Since late on 31 March, members of the local community in Lambeth, south London, have been in occupation of the historic Carnegie Library in Herne Hill to save it from closure.
Over 80 people, young children, grandparents, families, teenagers, students, and local workers occupied in protest at plans to close the library and turn it into a gym, run by Greenwich Leisure Limited.
The plans for Carnegie run alongside Labour-controlled Lambeth Council's plans to close a number of other libraries in the borough. Waterloo and Upper Norwood libraries are set to close at the end of April, and Minet has already closed. These plans, proposed in the council;s Culture 2020 consultation, have been comprehensively rejected by the community.
The campaign to save Lambeth libraries, Defend the Ten, has already racked up some successes, including a commitment by the council to keep South Tate Lambeth library open, fully operational and fully staffed. This followed a number of large demonstrations, over 15,000 signatories on a petition, and a number of official and unofficial strikes by library workers.
Occupiers have had a huge amount of support from the community and coverage by national press. Food packages have been flooding in, and each day has seen demonstrations, vigils, car and bike cavalcades, in addition to a constant flow of visitors to the occupation.
On Monday 4 April, Lambeth Council presented notice of a court hearing on Friday 8th. They will be making an application for an interim possession order, which if granted would give them the legal right to use bailiffs to forcibly remove those inside, and will make it a criminal offence for the occupiers to remain.
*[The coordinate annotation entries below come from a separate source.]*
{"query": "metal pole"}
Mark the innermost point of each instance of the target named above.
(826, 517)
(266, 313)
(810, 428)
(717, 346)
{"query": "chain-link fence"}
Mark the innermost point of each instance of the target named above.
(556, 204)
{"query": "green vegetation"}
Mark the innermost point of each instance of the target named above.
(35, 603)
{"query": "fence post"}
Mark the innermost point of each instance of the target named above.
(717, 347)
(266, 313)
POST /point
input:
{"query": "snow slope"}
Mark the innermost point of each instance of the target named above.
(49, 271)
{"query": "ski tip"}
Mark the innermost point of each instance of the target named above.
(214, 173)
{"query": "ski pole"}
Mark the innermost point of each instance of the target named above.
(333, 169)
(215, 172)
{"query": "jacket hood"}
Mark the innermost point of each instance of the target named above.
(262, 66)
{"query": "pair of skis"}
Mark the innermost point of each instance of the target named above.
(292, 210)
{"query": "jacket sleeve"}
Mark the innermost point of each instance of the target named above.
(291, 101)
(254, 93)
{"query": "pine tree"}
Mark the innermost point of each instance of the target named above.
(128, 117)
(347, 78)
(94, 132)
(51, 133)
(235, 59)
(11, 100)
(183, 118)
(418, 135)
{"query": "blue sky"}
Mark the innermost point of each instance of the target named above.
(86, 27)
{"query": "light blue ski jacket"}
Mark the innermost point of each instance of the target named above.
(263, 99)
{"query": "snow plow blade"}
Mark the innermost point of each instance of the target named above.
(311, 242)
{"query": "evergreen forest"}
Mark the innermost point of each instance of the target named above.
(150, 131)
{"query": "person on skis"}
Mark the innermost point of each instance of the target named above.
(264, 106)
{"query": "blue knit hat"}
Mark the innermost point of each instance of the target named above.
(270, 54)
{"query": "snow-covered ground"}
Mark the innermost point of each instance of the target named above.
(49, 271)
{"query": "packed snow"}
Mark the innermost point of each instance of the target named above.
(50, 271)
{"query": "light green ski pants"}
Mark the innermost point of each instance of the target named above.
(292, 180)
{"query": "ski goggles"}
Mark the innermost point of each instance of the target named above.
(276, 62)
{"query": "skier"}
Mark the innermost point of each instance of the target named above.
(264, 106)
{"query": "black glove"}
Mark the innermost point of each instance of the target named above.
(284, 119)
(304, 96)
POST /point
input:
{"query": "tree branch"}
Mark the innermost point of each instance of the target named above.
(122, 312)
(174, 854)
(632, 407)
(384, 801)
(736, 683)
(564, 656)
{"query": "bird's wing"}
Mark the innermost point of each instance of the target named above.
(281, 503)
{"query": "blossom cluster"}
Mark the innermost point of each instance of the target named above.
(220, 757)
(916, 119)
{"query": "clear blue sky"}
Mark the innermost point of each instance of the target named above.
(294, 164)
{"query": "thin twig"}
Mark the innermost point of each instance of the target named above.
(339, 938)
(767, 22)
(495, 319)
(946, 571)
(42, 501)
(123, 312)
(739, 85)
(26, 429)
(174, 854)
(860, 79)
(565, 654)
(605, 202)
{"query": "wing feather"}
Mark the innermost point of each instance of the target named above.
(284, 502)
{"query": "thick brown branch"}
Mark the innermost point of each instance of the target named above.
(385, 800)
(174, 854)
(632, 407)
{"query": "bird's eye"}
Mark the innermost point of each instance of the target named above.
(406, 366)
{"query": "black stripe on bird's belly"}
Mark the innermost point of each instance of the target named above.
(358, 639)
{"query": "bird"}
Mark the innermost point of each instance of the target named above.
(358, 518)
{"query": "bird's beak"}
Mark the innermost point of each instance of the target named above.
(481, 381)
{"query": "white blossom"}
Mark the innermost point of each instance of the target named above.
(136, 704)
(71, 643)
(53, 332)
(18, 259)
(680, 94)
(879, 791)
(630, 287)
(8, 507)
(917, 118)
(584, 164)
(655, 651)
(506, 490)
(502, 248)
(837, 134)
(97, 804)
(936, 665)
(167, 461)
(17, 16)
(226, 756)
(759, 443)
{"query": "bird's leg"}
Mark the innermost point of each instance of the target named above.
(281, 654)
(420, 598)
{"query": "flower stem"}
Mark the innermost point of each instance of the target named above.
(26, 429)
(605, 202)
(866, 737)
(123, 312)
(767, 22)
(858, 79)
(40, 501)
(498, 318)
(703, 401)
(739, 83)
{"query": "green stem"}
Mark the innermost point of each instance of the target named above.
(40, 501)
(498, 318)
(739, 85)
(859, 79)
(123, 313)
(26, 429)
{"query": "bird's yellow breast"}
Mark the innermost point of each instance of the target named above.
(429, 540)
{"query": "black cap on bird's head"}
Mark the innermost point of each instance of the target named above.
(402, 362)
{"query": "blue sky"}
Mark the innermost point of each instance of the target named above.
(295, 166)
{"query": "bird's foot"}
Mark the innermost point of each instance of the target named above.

The reason given in the application, currently taped to the doors of the occupation, is that if the occupation is allowed to continue, the campaign will grow to an unmanageable level!
The demands of the campaign, to keep all the libraries intended for closure open, are backed by people of vastly different backgrounds and ages. Why? Because libraries are a vital service. Losing them would put education even further out of reach for many. We would be losing some of the only remaining free public spaces, as well as the numerous activities and groups that take place in libraries, leading to many people becoming more isolated.
The occupation of Carnegie has been an inspiration because it has demonstrated that the Lambeth community is prepared to go to great lengths to save its libraries. Elderly women, and mothers with young babies have been amongst those camping for almost a week on hard wooden floors.
A campaign of this kind, combined with the continued mobilisation of council workers planned by Unison's Lambeth branch, has a very good chance of keeping these libraries open.
They are also an opportunity to shape a broader campaign to oppose Tory cuts, and the implementation of austerity by Labour councils.
Taking action to serve our community
A Lambeth Unison member describes the fighting mood of a recent branch meeting.
The room was buzzing as I arrived, with people rifling through papers to look for the latest press reports. I can't believe Lambeth Libraries have made it into the Financial Times! came a shout across the Reference Library.
We know our current industrial action against the council is part of a broad movement for the defence of library services in Lambeth and across the country. We stand with the Friends of Libraries Groups and others who use our libraries. We've had support from Lambeth pensioners, disability campaigns, MPs, educationalists, writers, celebrities, and Mumsnet.
Barnet and Lewisham library workers have visited our picket lines. In fact the broad and passionate campaign Barnet workers have fought, taking industrial action, alongside community action is a great source of inspiration for us. We've had messages of support from library campaigns from Coventry to Australia.
But top of our minds were the brilliant and daring protesters who took matters into their own hands and by occupying Carnegie.
Speaker after speaker talked about how proud they were of their readers. One library assistant, who'd never spoken at a union meeting before, said she'd never been so proud to be a library worker. We took a solidarity photo and all recommitted ourselves to campaign alongside the communities we serve.
The meeting came on to talk about our campaign of industrial action. We've taken three days of official action, following an unofficial staff walkout last year. One of the reps read out a letter from the Council which they claimed closed the dispute. We discussed and debated it, from what a shoddy offer it was, to the abhorrent fact that we were limited to striking over jobs under the anti-union laws when we'd all be prepared to strike to save services.
You hear a lot in the press about trade unionists being selfish, calling our leaders bullyboys and barons; but the fact is it is our desire to fight for more than ourselves and use our collective strength to build a better world that scares the Tory Government the most.
We agreed that we do not think that the offer from the Council resolves our existing trade dispute. We know the closure of some libraries will lead (almost inevitably) to job losses in the future. No slippery statement from the council is going to get past us without assurances over jobs until 2020.
We understand the council have made veiled threats to block further action, and reps explained that ultimately whether a trade dispute is legitimate can only be decided in a court of law and we are confident the council will not win there.
Industrial action is just one of the tools of trade unionists, but it is one we think is incredibly powerful. If the council do not back down, we will take further action; our union branch is balloting its entire membership to come out alongside us. Library workers in a number of other boroughs are looking to strike to save their libraries.
We are a community that is saying enough is enough, and I must say I've never been so proud to be a library worker.